You can check out his parts at:
https://www.shapeways.com/shops/railway-mechanics?section=1:32+Scale,+Gauge+#1&s=0

Cheers,
Matt


----------



## Scott (Jan 29, 2008)

Those details parts look excellent.


----------



## mhutson (Jan 2, 2008)

Hi all,
Yesterday I built the pilot. I meant to take pics as I went along, but got carried away and forgot. I can't tell you how frustrating it is to solder on a part in the perfect location, only to have it fall off as you solder on an adjacent piece! 

The pilot is constructed from 1/2" brass strip, 1/8" brass angle. 1/8" brass bar, and 3/32" brass tube. The platform step is made from 1/16" basswood.
The pilot is attached to the old Aristo plastic beam with HO scale track nails. All of the old holes on top of the pilot platform have been filled, but not yet sanded. That's a USA Trains coupler, painted with Rust-Oleum Multicolor Textured paint, Autumn Brown - I am still experimenting with this paint. The coupler pocket is from Precision Scale.









Dylan has created an accurate 3D printed smokebox front for me, but it hasn't yet arrived. I am also expecting a 3D printed brass whistle and a brass bell from Mihai. The only other parts that have yet to arrive are the stack, the sand dome, and the Pyle headlights.

Cheers,
Matt


----------



## Dave Meashey (Jan 2, 2008)

Matt;

You may want to do a search on "Resistance soldering rigs." There may be instruction on how to build your own resistance soldering outfit from parts you already have on hand. Resistance soldering could solve that frustration of having other close parts let go as you try to solder something else into place. The principal of resistance soldering is that only the part being soldered heats up. Folks use it for HO and O scale projects. Should work like a charm for large scale.

Just a thought,
David Meashey


----------



## Totalwrecker (Feb 26, 2009)

Bits of wet paper towels on the soldered parts will act as a heat sink and protect your joints.


----------



## mhutson (Jan 2, 2008)

Thanks for the soldering tips, guys!
Matt


----------



## mhutson (Jan 2, 2008)

Hi all,
I began work on the cab this week. The cab has been constructed of 1/8" basswood sheets with 1/8" square basswood framing. The roof will be covered in the next few days with 1/16" balsa sheet. The whole thing will be clad in aluminum sheets. Back when I lived in Glenwood Springs, I got a big pile (for free!) of used offset aluminum printing sheets. I have used those sheets on many projects over the years and am now down to my last one. Fortunately there's enough left to complete this project.









The cab doors are made from two layers of cedar sheet; the sheets were used as separators in a recent box of good cigars. 
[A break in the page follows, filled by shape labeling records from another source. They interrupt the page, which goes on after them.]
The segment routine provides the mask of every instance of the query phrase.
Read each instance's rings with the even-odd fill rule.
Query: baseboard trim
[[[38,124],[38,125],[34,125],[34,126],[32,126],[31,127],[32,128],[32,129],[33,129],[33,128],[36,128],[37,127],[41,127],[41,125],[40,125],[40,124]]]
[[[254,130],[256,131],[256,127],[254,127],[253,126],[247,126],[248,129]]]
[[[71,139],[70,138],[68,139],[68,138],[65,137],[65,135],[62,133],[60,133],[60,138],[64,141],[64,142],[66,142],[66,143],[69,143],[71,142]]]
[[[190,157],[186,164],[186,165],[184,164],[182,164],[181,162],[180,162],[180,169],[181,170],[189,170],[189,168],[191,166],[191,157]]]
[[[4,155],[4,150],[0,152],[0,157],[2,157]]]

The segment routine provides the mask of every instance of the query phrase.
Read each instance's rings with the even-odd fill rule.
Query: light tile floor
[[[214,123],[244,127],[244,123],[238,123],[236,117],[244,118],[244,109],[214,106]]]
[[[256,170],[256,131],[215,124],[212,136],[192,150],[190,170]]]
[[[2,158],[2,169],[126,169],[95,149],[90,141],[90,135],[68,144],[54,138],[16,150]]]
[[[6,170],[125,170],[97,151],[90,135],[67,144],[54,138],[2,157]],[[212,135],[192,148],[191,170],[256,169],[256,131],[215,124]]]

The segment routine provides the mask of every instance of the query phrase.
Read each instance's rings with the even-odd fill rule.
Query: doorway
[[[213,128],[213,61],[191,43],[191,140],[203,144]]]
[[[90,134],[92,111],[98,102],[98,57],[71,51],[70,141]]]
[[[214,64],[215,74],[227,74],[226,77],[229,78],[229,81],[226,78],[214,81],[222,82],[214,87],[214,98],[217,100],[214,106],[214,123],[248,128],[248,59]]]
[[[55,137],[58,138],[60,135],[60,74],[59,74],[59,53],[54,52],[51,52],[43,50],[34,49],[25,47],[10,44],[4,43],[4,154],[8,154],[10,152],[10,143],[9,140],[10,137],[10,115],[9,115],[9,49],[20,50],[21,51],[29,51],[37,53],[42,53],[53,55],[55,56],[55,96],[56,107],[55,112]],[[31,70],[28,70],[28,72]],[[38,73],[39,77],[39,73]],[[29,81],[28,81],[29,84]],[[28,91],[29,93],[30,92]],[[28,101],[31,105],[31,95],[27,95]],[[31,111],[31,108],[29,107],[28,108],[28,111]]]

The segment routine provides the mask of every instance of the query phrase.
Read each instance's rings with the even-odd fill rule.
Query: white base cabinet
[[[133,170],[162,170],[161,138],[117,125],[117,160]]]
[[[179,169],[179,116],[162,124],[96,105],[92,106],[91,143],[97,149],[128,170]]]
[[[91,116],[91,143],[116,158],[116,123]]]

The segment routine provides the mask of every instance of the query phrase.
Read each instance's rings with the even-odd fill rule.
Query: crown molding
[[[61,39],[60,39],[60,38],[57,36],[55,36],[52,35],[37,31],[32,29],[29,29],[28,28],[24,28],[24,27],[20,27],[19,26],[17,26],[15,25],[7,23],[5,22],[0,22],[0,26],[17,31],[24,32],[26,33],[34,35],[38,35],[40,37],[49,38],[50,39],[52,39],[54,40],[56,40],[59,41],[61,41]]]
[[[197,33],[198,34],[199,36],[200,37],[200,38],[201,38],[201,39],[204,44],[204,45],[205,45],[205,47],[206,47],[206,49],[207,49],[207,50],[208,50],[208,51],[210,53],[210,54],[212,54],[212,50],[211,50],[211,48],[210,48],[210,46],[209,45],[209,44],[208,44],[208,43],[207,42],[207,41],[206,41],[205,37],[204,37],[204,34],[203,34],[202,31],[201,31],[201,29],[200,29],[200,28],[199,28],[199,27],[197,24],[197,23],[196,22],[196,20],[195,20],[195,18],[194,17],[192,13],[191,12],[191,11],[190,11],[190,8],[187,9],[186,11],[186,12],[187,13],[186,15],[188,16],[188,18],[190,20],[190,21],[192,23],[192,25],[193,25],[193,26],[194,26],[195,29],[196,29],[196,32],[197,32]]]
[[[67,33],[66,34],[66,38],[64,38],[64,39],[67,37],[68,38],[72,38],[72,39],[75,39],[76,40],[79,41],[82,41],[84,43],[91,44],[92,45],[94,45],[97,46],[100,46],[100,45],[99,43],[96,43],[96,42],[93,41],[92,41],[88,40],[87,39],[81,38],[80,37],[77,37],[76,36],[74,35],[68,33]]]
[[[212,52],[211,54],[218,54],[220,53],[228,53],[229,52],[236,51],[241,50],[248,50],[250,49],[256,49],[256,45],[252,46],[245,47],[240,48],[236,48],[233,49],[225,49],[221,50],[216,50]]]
I also painted the electric motor flat black this week - it was way too shiny for my liking and stood out pretty clearly.

Them fellers on the Aristo engine crew don't know it yet, but they are in for a MAJOR makeover in the near future!

Cheers,
Matt


----------



## mhutson (Jan 2, 2008)

Hi all,
I don't know why my pics vanished from my previous post, but oh well. I have tried to fix them, hope it works.

I made a fair amount of progress in recent days. The cab is mostly finished, but still needs some window glazing. Armrests were made from bits of balsa and 1/32" x 1/16" brass bars. Sunshades are from brass wire and coffee filters. Gutters are from 1/8" brass angle.









Today the 3D printed smokebox front arrived. Since I had finished up the number board a few weeks ago, I quickly primed and painted the smokebox front and temporarily fitted it in place:










Also arriving today were the 3D printed bell and whistle from Mihai. I am going to have to tone those down a bunch, but they look great:









Until next time!

Cheers,
Matt


----------



## mhutson (Jan 2, 2008)

Hi Jack (and others),
I have managed to scan my D&RGW brakeman's cupola standard plan. Anyone who is still interested in a copy, please backchannel me.

Cheers,
Matt


----------



## mhutson (Jan 2, 2008)

Hi all,
This week's little box from Shapeways included a new sand dome and a stack and base:








The Pyle headlight arrived from Shapeways a few weeks ago, but I have not yet finished it.

Cheers,
Matt


----------